# k-NN with sklearn

This notebook was written by Gael Lederrey and Tim Hillel (tim.hillel@epfl.ch) for the Decision-aid methodologies in transportation course at EPFL (http://edu.epfl.ch/coursebook/en/decision-aid-methodologies-in-transportation-CIVIL-557).

Please contact before distributing or reusing the material below.

## Overview

Now that we've implemented the k-NN algorithm, we will see how to use it with the `scikit-learn` library. In this notebook, we will learn to:

1. Scale data using scikit-learn
2. Use classifiers from scikit-learn
3. Test different model hyperparameters
4. Use different metrics to assess the performance of your model


## Set-up

We start by loading the dataset and the different libraries that are required for the exercices.

In [None]:
import numpy as np
import pandas as pd

import matplotlib.pyplot as plt

In [None]:
df_full = pd.read_csv('data/dataset.csv')
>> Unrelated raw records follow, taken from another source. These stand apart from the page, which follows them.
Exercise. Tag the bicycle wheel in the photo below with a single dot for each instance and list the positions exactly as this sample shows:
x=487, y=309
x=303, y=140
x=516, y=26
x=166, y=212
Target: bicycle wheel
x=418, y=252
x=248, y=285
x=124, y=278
# We subsample the dataset to reduce the computational cost
df = df_full.sample(10000, random_state = 123)

We use the multinomial version of the dataset

In [None]:
# Dictionary used to transform the string in 
# the travel_mode to an integer
str_to_val = {
    'walk': 0,
    'cycle': 1,
    'pt': 2,
    'drive': 3
}

# Output
y = df['travel_mode'].replace(str_to_val).values

# Features (4 are selected)
x = df[['age', 'car_ownership', 'distance', 'female']].values

# We split the output and features into a train and a test set by 
# an (approximate) ratio of 0.8
np.random.seed(123)
msk = np.random.rand(len(df)) < 0.8

x_train_unscaled = x[msk]
x_test_unscaled = x[~msk]

y_train = y[msk]
y_test = y[~msk]

## k-NN with scikit-learn

In this section, we will use the $k$-NN from ``sklearn`` and compare the results to our implementation in the previous notebook.

The `KNeighborsClassifier` is in the ``neighbors`` submodule of sklearn. Try importing it directly.
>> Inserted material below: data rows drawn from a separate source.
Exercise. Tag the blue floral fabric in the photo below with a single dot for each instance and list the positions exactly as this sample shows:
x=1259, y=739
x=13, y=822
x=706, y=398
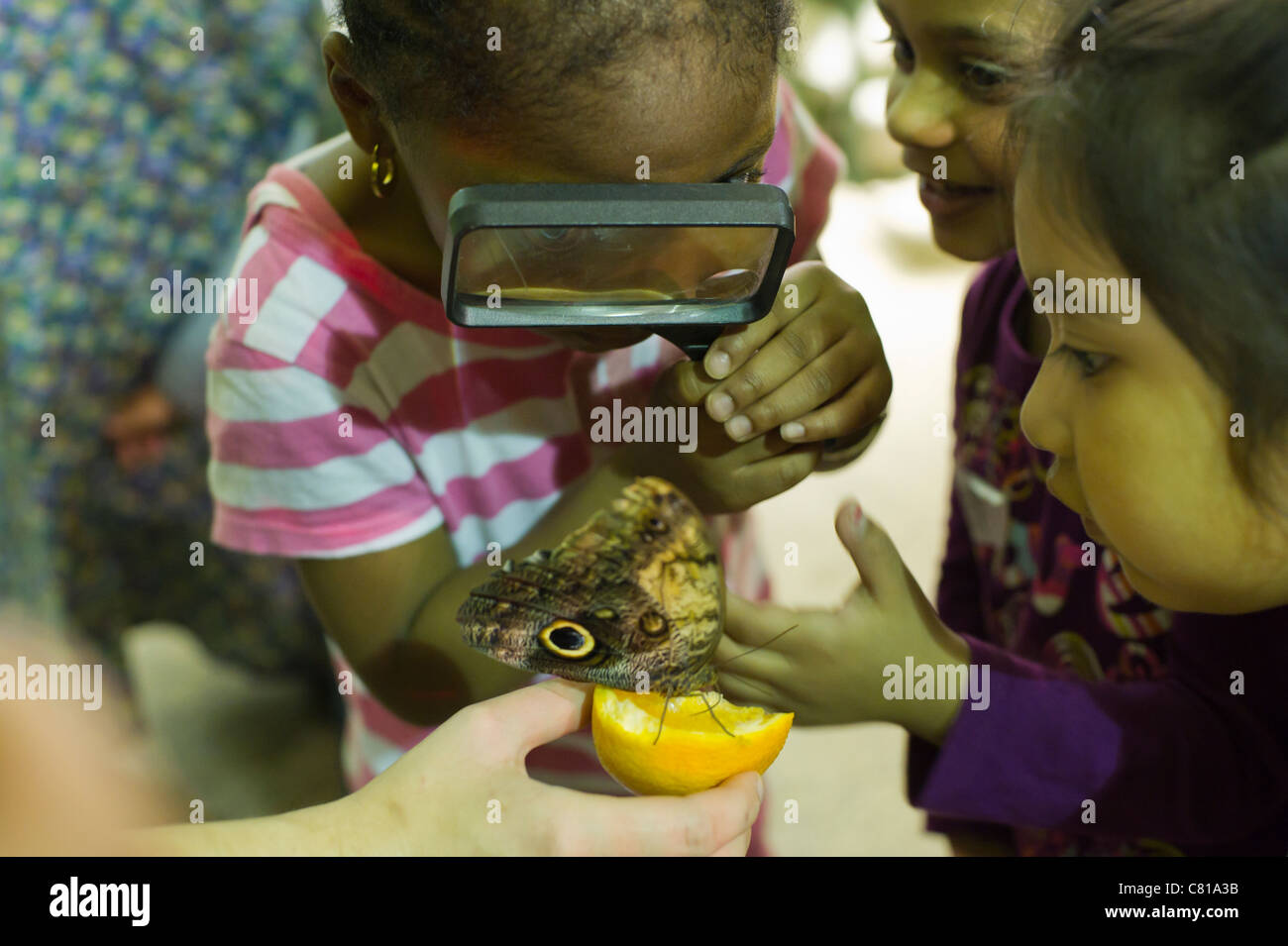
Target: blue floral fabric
x=130, y=133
Notice the *CamelCase*? This tells us we are using a class! (Like `DataFrame` in Pandas)

In [None]:
# Enter your code below


sklearn classes all behave in a very simular way (including classifiers, regressers, scalers, etc.)

Firstly, we *instantiate* the class (i.e. create an instance). Try using the *help* functionality to investigate the hyperparameters and default values.

In [None]:
knn = KNeighborsClassifier()

Next, we `fit` the class to the training data. (Note, this doesn't actually do anything for $k$-NN, as our model is simply the data!)

In [None]:
knn.fit(x_train_unscaled, y_train)

Finally, we use the class on new data. For classifiers, we use them to **predict** new data.

In [None]:
y_pred = knn.predict(x_test_unscaled)

Let's define our accuracy score function again, and use it to compare the results of the skleanr model to our implimentation!

In [None]:
def compute_accuracy(y_true, y_pred):
    return np.mean(np.array(y_true)==np.array(y_pred))*100

print("Accuracy: {:.3f}%".format(compute_accuracy(y_test, y_pred)))

Great, we get exactly the same score (for the multinomial case)!

This is because we used the same *hyperparameters*!

## Scaling data

As discussed, $k$-NN is highly sensitive to data scaling. As such, we will use the standard scaler from scikit-learn to scale the data to zero-mean unit-variance.

The `StandardScaler` is in the preprocessing submodule of sklearn. Try importing it directly, instantiating it, and fitting it to `x_train_unscaled`.

In [None]:
# enter your code below


Instead of `predict`, we use the scaler to `transform` data.

Use the fitted scaler to transform `x_train_unscaled` and `x_test_unscaled` and save it as `x_train` and `x_test` respectively

In [None]:
# enter your code below


Now try using the `knn` to the scaled data, and see how the results have changed!

You should get an accuracy score of 65.457%!

In [None]:
# enter your code below


## Accuracy, Precision, and Recall

As discussed, accuracy is not always the best policy. 

Let's investigate some other metric, based on the `confusion_matrix`

Firstly, import the function `confusion_matrix` from `metrics` submodule of `sklearn`, and display the confusion matrix for the predicted values `y_pred` and ground truth values `y_test` for the test data.  

In [None]:
# enter your code below


We recall that (for a single class):

`precision = TP/TP+FP
recall = TP/TP+FN`

Write functions to compute the precision and recall for a given class, from the confusion matrix.


In [None]:
def compute_precision(y_true, y_pred, c):
    # Enter your code below


In [None]:
def compute_recall(y_true, y_pred, c):
    # Enter your code below


Try printing the precision and recall for the `pt` mode. You should get 0.685 and 0.669 respectively.

In [None]:
# enter your code below


Use a list comprehension to get the precision and recall for each class.

In [None]:
# enter your code below


We can use the function `precision_recall_fscore_support` to verify our answer

In [None]:
from sklearn.metrics import precision_recall_fscore_support

prec, rec, fscore, supp = precision_recall_fscore_support(y_test, y_pred)

print("Precision: {}".format(prec))
print("Recall: {}".format(rec))

## Model optimisation

We can investigate the effects of the hyperparameters on model performance. 

### $k$

Let's try investigating the effect `k` on the model. Try testing mutliple values of `k` (e.g. between 1 and 50) and comment on the results. 

For now, use accuracy as the performance metric to focus on(!)

*Hint*: It could be useful to plot a graph.

What was your best value of $k$? Is it the same as others in the class?

In [None]:
# Enter your code below


### (Bonus) Repeated trials

In order to to estimate the confidence interfals for our performance estimates, we could test the multiple on multiple draws from the dataset, *i.e.* draw the train and test sets multiple times. 

*Note, there are other ways to do this, which we will discuss later in the course*

### (Bonus) Other hyperparameters 

Try experimenting with the other hyperparameters in $k$-NN (use the documentation!). 

E.g. what happens if we use distance based weightings? Does the optimal value of $k$ change?